Betsey Cogswell is a Malden-based fiber artist. Her current favorite medium is wool. Most of Betsey’s work in The Gallery@57 is wool felt in the form of scarves, pillow covers, felted beads, and wall hangings. She also makes knitted and crocheted bowls and bracelets. Betsey’s love of felting began when she bought some work from a master felter and thought to herself, “I want to do this.” 

Aside from workshops with master felter Martien Van Zuilen, a Dutch Australian felt artist and historian, and with Nuno felter Janice Kissinger, Betsey is self-taught. 

Perhaps Betsey’s love for wool can be attributed to the fact that the first Cogswell in America was a wool merchant from Wiltshire, England. Wool is both fire and water resistant. Humans have been making shelters, clothing, rugs, and decorative objects from wool felt for millennia.

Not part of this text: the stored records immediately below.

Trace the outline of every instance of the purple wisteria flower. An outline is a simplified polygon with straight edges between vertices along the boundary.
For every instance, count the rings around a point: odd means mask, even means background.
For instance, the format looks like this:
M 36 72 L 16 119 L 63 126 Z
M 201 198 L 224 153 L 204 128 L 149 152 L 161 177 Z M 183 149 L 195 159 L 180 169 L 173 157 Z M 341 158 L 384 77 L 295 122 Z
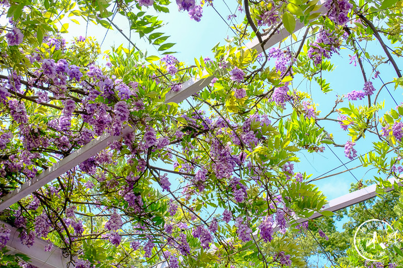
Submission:
M 173 203 L 173 201 L 172 199 L 170 199 L 169 209 L 168 210 L 168 212 L 169 213 L 169 216 L 175 216 L 177 211 L 178 205 Z
M 372 85 L 372 82 L 369 81 L 365 82 L 364 83 L 364 88 L 363 88 L 364 92 L 365 93 L 365 95 L 369 96 L 374 94 L 375 91 L 375 87 Z
M 111 232 L 110 236 L 109 236 L 109 242 L 116 246 L 120 244 L 120 241 L 122 240 L 122 237 L 116 232 Z
M 80 71 L 80 67 L 75 65 L 71 65 L 70 68 L 70 69 L 69 70 L 67 74 L 70 77 L 70 79 L 74 79 L 77 82 L 80 82 L 81 76 L 83 76 L 83 74 Z
M 326 235 L 326 234 L 324 233 L 324 232 L 322 231 L 322 230 L 321 229 L 319 229 L 319 230 L 318 230 L 318 233 L 319 233 L 319 236 L 325 239 L 326 241 L 327 241 L 328 240 L 329 240 L 329 238 L 327 237 L 327 235 Z
M 35 231 L 37 235 L 47 237 L 50 228 L 50 223 L 44 212 L 35 218 Z
M 24 35 L 19 29 L 14 27 L 11 32 L 6 35 L 6 37 L 9 46 L 18 46 L 22 43 Z
M 90 268 L 91 263 L 89 261 L 84 259 L 79 259 L 76 261 L 75 268 Z
M 329 59 L 333 52 L 338 53 L 340 47 L 340 41 L 326 31 L 321 31 L 316 40 L 312 43 L 308 50 L 307 56 L 313 59 L 313 63 L 318 65 L 322 62 L 322 57 Z
M 6 246 L 6 244 L 10 240 L 10 230 L 3 225 L 0 226 L 0 249 Z
M 209 226 L 209 230 L 212 233 L 215 233 L 218 230 L 218 223 L 215 218 L 213 218 L 213 220 L 210 223 L 210 226 Z
M 196 6 L 194 0 L 176 0 L 176 4 L 179 10 L 185 10 L 189 11 L 191 9 L 193 9 Z
M 392 134 L 397 140 L 401 141 L 401 138 L 403 138 L 403 122 L 395 122 L 393 123 Z
M 202 15 L 203 13 L 203 8 L 201 6 L 197 5 L 194 9 L 189 11 L 189 17 L 190 17 L 190 20 L 199 22 L 200 18 L 203 16 Z
M 166 191 L 167 192 L 171 191 L 171 189 L 169 188 L 169 187 L 171 186 L 171 183 L 170 183 L 169 181 L 168 180 L 168 174 L 166 173 L 161 176 L 160 178 L 160 185 L 162 188 L 163 192 L 164 191 Z
M 127 104 L 123 101 L 120 101 L 116 103 L 114 108 L 115 118 L 118 122 L 122 123 L 127 121 L 129 114 Z
M 355 145 L 355 142 L 349 141 L 344 145 L 344 153 L 349 159 L 352 160 L 357 157 L 357 150 L 353 147 Z
M 356 101 L 357 100 L 362 100 L 365 97 L 365 93 L 362 91 L 353 91 L 347 94 L 347 99 L 349 101 Z
M 231 77 L 230 77 L 231 79 L 237 82 L 240 82 L 243 80 L 243 76 L 245 76 L 245 73 L 237 67 L 234 67 L 230 71 L 229 74 L 231 75 Z
M 214 237 L 209 230 L 204 226 L 199 225 L 193 229 L 192 235 L 195 238 L 198 238 L 202 246 L 206 249 L 210 248 L 210 243 L 213 241 Z
M 327 18 L 336 24 L 344 25 L 349 21 L 347 14 L 353 5 L 349 3 L 349 0 L 326 0 L 323 7 L 328 10 L 326 15 Z
M 150 7 L 152 6 L 154 3 L 154 0 L 137 0 L 139 2 L 139 6 L 140 7 L 145 6 L 146 7 Z
M 270 242 L 273 239 L 273 219 L 271 216 L 267 217 L 258 226 L 260 230 L 260 237 L 264 242 Z
M 110 231 L 117 231 L 123 225 L 120 215 L 114 212 L 105 224 L 105 227 Z
M 245 88 L 235 88 L 234 97 L 237 99 L 242 99 L 246 96 L 246 91 Z
M 237 227 L 236 232 L 238 233 L 239 239 L 242 242 L 247 242 L 252 239 L 250 234 L 252 229 L 250 229 L 247 223 L 244 223 L 243 219 L 240 217 L 235 219 L 235 226 Z
M 214 86 L 214 84 L 216 83 L 216 82 L 217 81 L 217 80 L 218 80 L 218 78 L 216 77 L 213 78 L 213 79 L 211 79 L 211 82 L 210 84 L 209 84 L 209 85 L 210 85 L 210 86 Z
M 227 210 L 225 210 L 223 212 L 223 220 L 228 223 L 232 220 L 232 213 Z
M 290 254 L 287 254 L 286 255 L 284 251 L 280 251 L 275 255 L 274 259 L 275 261 L 279 261 L 282 265 L 291 266 L 292 262 L 290 259 Z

Betsey’s work was part of the fall 2019 Medford Art Center show. Her piece was a fine art piece in the spirit of inclusion, which was the focus of the show. Her piece was titled, “Bridging the Rainbow.” Betsey attributes her inspiration for the piece to how the rainbow has been used as a symbol of inclusion for decades, from Jesse Jackson’s Rainbow Coalition to more recent use of the rainbow by the LGBTQ community. 

Betsey uses merino and other sheep’s wool fleece or roving (unspun wool). She sometimes adds natural materials such as mica, grass or milkweed fiber, pieces of silk, yarn, or silk and cotton thread.

During the spring of 2020, Betsey worked on a project called, “Pandemic Spring,” which reflects the happenings and changes in her yard and garden. In describing her work, she says, “Most of what I do is abstract. I’m thinking about colors and how they work together.”

Other than short stints in Saratoga Springs, New York and Evanston and Chicago, Illinois, Betsey has lived her whole life in eastern Massachusetts. She retired from Harvard University in 2017. Betsey studied at the Massachusetts College of Art and Design, the old Radcliffe Landscape Design program, and is currently printmaking at Maud Morgan Art Center in Cambridge. She is also an avid canoeist who has paddled on the San Juan River in Utah, the Rio Grande, the Soper River in Nunavut, and, closer to home, the Malden River.